Propagation is a term used by systems provider DST International for a module in its HiPortfolio funds management system. The module allows trades in one portfolio to be automatically put into other portfolios. This has a variety of uses, one of which is to minimise capital gains tax (CGT).
Traditionally, CGT has been calculated at the portfolio level, even though the tax is applicable at the fund level as the legal entity which owns the shares. If the custodian ‘propagates’ all the portfolios, it significantly widens the choice of tax parcels or lots to be matched for greatest tax efficiency.
Propagation of portfolios has been available through Hi-Portfolio for about 14 years, originally developed for Perpetual Trustees for more efficient management of multiple funds across different asset classes. It has also been used by insurance companies whose funds are subject to different regulatory requirements.
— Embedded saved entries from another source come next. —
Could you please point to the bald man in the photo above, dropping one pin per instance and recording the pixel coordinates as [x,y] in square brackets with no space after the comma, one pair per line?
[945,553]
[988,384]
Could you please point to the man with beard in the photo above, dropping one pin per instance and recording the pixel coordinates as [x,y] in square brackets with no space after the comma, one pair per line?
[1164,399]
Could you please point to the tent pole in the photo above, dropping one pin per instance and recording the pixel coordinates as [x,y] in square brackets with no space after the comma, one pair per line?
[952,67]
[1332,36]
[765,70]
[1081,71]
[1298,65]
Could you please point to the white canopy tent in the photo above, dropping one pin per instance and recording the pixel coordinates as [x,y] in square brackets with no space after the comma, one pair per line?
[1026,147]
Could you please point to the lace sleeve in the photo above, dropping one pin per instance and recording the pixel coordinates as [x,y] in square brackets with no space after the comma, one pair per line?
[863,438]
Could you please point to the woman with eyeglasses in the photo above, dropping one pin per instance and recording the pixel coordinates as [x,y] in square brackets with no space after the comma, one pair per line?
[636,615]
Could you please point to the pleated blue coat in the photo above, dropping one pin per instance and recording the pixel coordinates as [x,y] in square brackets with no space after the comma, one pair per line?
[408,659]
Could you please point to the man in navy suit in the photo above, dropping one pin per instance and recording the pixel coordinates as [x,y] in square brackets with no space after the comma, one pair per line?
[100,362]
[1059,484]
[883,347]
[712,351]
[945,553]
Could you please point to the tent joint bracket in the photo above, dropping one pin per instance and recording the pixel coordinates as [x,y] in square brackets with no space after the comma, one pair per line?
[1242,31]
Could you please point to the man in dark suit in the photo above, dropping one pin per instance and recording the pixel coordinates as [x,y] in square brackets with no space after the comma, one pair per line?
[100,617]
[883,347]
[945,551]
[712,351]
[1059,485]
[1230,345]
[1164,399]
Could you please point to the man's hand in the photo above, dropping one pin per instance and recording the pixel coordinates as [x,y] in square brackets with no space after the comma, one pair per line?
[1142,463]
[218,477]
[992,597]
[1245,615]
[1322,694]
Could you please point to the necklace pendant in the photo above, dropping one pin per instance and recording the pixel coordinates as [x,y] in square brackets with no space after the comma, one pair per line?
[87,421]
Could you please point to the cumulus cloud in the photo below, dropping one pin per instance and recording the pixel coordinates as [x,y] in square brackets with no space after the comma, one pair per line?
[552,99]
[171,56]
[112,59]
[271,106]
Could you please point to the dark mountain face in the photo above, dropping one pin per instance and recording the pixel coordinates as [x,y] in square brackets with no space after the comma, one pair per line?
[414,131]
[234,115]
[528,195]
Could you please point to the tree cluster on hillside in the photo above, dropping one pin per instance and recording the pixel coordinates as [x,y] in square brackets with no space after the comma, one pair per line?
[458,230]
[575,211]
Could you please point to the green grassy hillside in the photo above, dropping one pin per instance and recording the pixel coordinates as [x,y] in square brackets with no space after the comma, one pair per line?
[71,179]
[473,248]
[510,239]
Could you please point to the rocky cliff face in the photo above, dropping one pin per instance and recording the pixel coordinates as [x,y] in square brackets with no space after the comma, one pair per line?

NAB quotes figures from specialist agency broker and trading technology firm Investment Technology Group (ITG) for the cost savings from the master manager service (see separate report), based on trading data from 47 funds managers. Trading cost savings, including market impact, were estimated by ITG at 66bps. With tax savings and the re-investment of the freed-up cash, total savings can be more than 100bps, according to Patrick Liddy, director of marketing and strategy for NAB Custody.
NAB has been talking to a range of funds managers, on behalf of its client super funds, and is hopeful of trialling its first full master manager service for either one or two big funds from this quarter.
While it is difficult to point to any theoretical flaws in the argument for using a master manager, the most commonly asked question is whether disclocating the relationship between manager and broker will adversely impact performance longer term. NAB’s Liddy says that of the managers he has spoken to so far, 90 per cent said they would participate in a master manager program if the clients so directed.